But for all the drugs coursing through Camden's veins, there won't be any on display at the Jenkins trial. Despite three years of investigation, federal agents were not able to seize even a dime bag connected to him.

"This is a dope case with no dope," said his defense lawyer, Michael E. Riley. "They don't have any physical evidence to prove Kenny is anything but a legitimate businessman in the home repair business."

Mr. Jenkins, who was convicted of drug dealing in 1998, was not available for comment. The other day he sat in court in a crisp dress shirt, cupping his face, rubbing his shaved head, studying the faces of the witnesses, his old friends.

He was heard only when prosecutors played a tape recorded by an informant.

"There ain't nothing she can say about me," Mr. Jenkins said on the tape, referring to the possibility of his ex-girlfriend's testifying. "What? I sold drugs? They know that."

View From a Police Car

Capt. Harry Leon does not see America winning the war on drugs. His goal is a little smaller." I just try to keep the corner clean where my mama lives," he said.
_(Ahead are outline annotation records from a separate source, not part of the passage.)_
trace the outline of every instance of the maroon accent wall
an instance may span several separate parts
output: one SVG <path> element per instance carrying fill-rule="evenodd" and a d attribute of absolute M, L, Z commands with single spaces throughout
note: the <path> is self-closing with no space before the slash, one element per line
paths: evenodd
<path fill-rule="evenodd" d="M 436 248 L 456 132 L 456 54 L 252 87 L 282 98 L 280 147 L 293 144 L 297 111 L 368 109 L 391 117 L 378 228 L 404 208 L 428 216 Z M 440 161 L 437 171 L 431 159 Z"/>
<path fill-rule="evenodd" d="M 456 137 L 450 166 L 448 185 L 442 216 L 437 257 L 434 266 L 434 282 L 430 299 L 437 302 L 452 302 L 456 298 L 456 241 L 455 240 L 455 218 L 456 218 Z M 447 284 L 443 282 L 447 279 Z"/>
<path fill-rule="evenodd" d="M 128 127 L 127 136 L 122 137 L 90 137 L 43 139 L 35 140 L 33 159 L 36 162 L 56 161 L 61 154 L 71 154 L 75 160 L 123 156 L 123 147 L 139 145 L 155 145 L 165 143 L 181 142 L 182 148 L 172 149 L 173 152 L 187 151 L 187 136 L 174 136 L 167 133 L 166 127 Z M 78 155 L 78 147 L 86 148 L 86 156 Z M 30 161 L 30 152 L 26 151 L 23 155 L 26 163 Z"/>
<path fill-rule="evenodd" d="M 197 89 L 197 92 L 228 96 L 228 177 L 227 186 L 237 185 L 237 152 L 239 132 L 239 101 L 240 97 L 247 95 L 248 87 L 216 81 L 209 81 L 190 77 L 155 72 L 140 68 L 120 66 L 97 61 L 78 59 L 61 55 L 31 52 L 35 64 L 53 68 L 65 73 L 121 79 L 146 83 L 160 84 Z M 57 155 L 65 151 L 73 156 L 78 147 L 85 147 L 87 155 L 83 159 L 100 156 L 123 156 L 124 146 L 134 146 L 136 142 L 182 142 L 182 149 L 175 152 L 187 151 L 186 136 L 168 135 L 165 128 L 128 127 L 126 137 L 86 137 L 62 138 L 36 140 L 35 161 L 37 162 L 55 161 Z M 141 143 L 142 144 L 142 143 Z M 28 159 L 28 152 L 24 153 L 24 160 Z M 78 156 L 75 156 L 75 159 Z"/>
As the sun sank behind Philadelphia's skyline, across the river but a world away, Captain Leon glided down Federal Street in his sleek black Crown Victoria, a complete mess rolling past his windows: houses half standing, half falling down, littered lots, broken down cars, teenage boys in groups with their middle-school lookouts riding bikes.

"We can suppress but we can't eradicate," said Captain Leon, who has been patrolling Camden for 15 years. A drug dealer once blew up his truck, and after that Captain Leon said his wife "strongly suggested" they move out of Camden. They did.

He said the Camden Police Department constantly shifted its tactics: officers on foot, officers on bikes, officers on horseback, going hard, going soft, going in between.

"But they figure it out," he said.

Today's drug dealers speak in code and use untraceable cellphones and brand their white bags of powder with special stamps to differentiate themselves, he said. The latest craze now is "wet," a marijuana joint rolled in embalming fluid.

Drug crimes and gun crimes are the two top priorities. Last summer Camden's law enforcement agencies, who are often at odds with each other, banded together to form a "shoot team" to investigate nonfatal shootings with the same rigor usually reserved for homicides. So far, they have increased the number of closed cases on aggravated assaults from 18 percent to 45 percent.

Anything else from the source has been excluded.